Alguns dos vírus respiratórios que acometem crianças mais novas são inofensivos para a grande maioria dos adultos. Por isso, de acordo com os médicos, quem tem filhos pequenos precisa ficar especialmente vigilante, sobretudo se a criança tiver alguma comorbidade, como cardiopatias ou problemas pulmonares e imunológicos.
- Uso de máscara: toda pessoa que tiver sintoma respiratório deve usar máscara, de preferência do tipo PFF2/N95. Pessoas que vivem com indivíduos de grupo de risco também são orientados a usar a proteção facial quando estiverem fora de casa, em ambientes fechados com pouca ventilação e de aglomeração, como transporte público.
- Higiene das mãos: lavar as mãos com água e sabão também é uma medida que deve ser incentivada entre as crianças maiores.
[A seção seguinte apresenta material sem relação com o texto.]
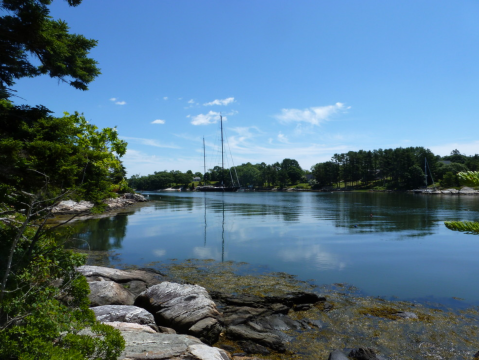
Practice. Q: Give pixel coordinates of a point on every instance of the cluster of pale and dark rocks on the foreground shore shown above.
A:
(160, 319)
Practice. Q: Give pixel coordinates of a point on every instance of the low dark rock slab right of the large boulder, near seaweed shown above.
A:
(256, 334)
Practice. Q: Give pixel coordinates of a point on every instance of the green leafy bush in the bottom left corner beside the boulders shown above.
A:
(44, 301)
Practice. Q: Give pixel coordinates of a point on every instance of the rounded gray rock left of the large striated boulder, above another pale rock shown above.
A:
(109, 293)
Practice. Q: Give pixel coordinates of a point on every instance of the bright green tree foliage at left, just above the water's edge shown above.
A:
(73, 154)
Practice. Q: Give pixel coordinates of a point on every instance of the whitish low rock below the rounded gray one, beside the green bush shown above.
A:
(124, 313)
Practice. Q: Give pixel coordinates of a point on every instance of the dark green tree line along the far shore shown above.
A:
(399, 168)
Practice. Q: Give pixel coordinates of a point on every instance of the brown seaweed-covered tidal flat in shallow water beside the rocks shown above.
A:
(347, 319)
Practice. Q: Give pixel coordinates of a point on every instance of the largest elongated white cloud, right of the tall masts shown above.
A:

Em relação aos bebês, os pais devem fazer a higiene antes de pegá-los e evitar que pessoas fora do círculo de convivência tenham contato próximo com eles.
- Manter a carteira de vacinação em dia: além das vacinas da covid e da gripe, os médicos destacam que é preciso manter toda carteira de vacinação atualizada, pois esse período do ano também é marcado por quadros respiratórios preveníveis e causados por bactérias, por exemplo.
- Umidade: garantir a umidificação do ar da casa e quarto da criança pode ajudar no alívio de desconfortos, como a congestão nasal.